The MIGHTY brown! The browning reaction generates hundreds of aroma compounds including caramel, vanilla, and even slightly fruity and buttery aromas. Get it as brown as your comfortable with the crust, and you'll enjoy good flavours. That means HOT oven! (I don't allow mine to drop below 250C).
Joined Feb 13, 2008

You got to the heart of a lot of matters. There are a couple of things I'd like to add to, though.

Handling: How you handle the dough has a lot to do with the ultimate texture.

Holding: You talked about retarding, preferments, all the right things but didn't give it its own separate paragraph. It called me in tears. I can't repeat the entire conversation but as your mutual friend: If you want out of the doghouse,you owe it flowers, dinner at its favorite restaurant (no hot pot joints), and earrings. Minimum.

Speaking of preferments -- Poolish, biga and sour are nice and the more you use them the nicer they seem and the more you use them and so on. But not for every loaf. Some things are better without. But, there's a very interesting formula for sourdough challah on The Fresh Loaf. Have you seen it?

Oven temp: Hot! Hot! Yes if you want crusty, crackly bread.

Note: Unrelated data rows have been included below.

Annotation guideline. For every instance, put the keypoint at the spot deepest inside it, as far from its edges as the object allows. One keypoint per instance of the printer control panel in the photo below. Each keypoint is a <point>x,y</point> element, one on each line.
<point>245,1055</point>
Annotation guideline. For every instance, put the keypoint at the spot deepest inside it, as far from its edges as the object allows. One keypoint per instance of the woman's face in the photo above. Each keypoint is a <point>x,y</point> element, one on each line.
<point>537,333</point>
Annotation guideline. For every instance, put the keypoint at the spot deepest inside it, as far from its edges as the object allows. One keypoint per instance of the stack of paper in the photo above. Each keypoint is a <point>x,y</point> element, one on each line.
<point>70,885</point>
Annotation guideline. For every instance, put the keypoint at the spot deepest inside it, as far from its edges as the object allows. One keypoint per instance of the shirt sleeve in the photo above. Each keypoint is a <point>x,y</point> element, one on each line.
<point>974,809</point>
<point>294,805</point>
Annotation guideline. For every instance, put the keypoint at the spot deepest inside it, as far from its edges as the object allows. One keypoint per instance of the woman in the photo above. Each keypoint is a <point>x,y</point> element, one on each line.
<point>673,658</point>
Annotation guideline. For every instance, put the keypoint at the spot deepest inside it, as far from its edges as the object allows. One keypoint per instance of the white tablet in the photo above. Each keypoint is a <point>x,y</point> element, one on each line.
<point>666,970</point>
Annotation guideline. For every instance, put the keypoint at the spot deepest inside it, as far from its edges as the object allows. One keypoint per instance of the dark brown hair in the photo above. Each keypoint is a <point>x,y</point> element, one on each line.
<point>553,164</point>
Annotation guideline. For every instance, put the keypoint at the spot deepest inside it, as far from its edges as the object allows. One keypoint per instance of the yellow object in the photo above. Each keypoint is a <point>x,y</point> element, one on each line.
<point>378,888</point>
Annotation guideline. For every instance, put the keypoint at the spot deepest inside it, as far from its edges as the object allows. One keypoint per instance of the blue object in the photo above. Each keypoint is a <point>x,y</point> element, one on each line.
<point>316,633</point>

Lower temps for a more tender crust, as for sandwich breads.

Joined Aug 4, 2000
For my 6C loaf, the preferment consists of 1/8th tsp of INSTANT YEAST, 1.3C water mixed into 2 1/4C flour. And yes, at the end of the 8-10 hour preferment there certainly should be a beery odor because that's what beer is, essentially, fermented wheat. A tiny amount of yeast is preferred since it'll minimize the beeriness (CO2and alcohol production) and, I think, optimize starch conversion into sugar and its's those sugars that'll improve the flavor of your bread.